Inspired by the victory of Socialist Alternative activist and Seattle City Council member Kshama Sawant, the Chicago Socialist Campaign has launched with the goal of running a candidate for City Council in 2015.
On May Day, the campaign announced who that candidate would be: Jorge Mujica, a long-time immigrant rights and labor organizer, who plans to seek election as the Alderman for Chicago’s 25th Ward.
Chicago has endured dozens of socialist Aldermen – from Obama mentor Leon Depres back in the day, to Joe Moore and Helen Shiller in the modern era. Unlike Mujica however, Chicago’s socialist Aldermanic candidates usually run as Democrats.
Mujica is the first to run a serious, openly socialist campaign in many decades.
I have been a socialist for all of my life. I joined the Communist-Mexican Youth when I was 15 years old.

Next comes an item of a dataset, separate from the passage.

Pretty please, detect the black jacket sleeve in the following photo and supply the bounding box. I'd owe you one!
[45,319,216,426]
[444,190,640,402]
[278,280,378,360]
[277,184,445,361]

In the United States, it may sound like socialists are a thing of the past—the term is even an accusation many times. But many immigrants are used to thinking about Leftist political parties participating in the electoral arena.
So to immigrants, to the residents of this ward, it is not strange to look at someone who organizes and identify that person as a Leftist or socialist.
While in Chicago, Mujica has aligned himself with all three of the City’s main Marxist currents – Chicago Democratic Socialists of America, Committees of Correspondence and the Communist Party of Illinois.
At the Chicago Communist party’s annual People’s World fundraising dinner in 2006, Mujica’s March 10th Movement was honored; they were organizers of the first gigantic immigrant rights rally in 2006 in Chicago. This march helped spark rallies nationwide, including one million who later marched on May Day in Chicago. Mujica clearly has the potential to mobilize a significant campaign.
While almost every major city in America has socialist councilors, are we seeing a new era? Socialists are stepping into the sunlight. Does Bill de Blasio‘s successful mayoral campaign victory in New York, the late Chokwe Lumumba‘s similar achievement in Jackson Mississippi and Kshama Sawant’s win in Seattle, signal a disturbing new trend in modern American politics?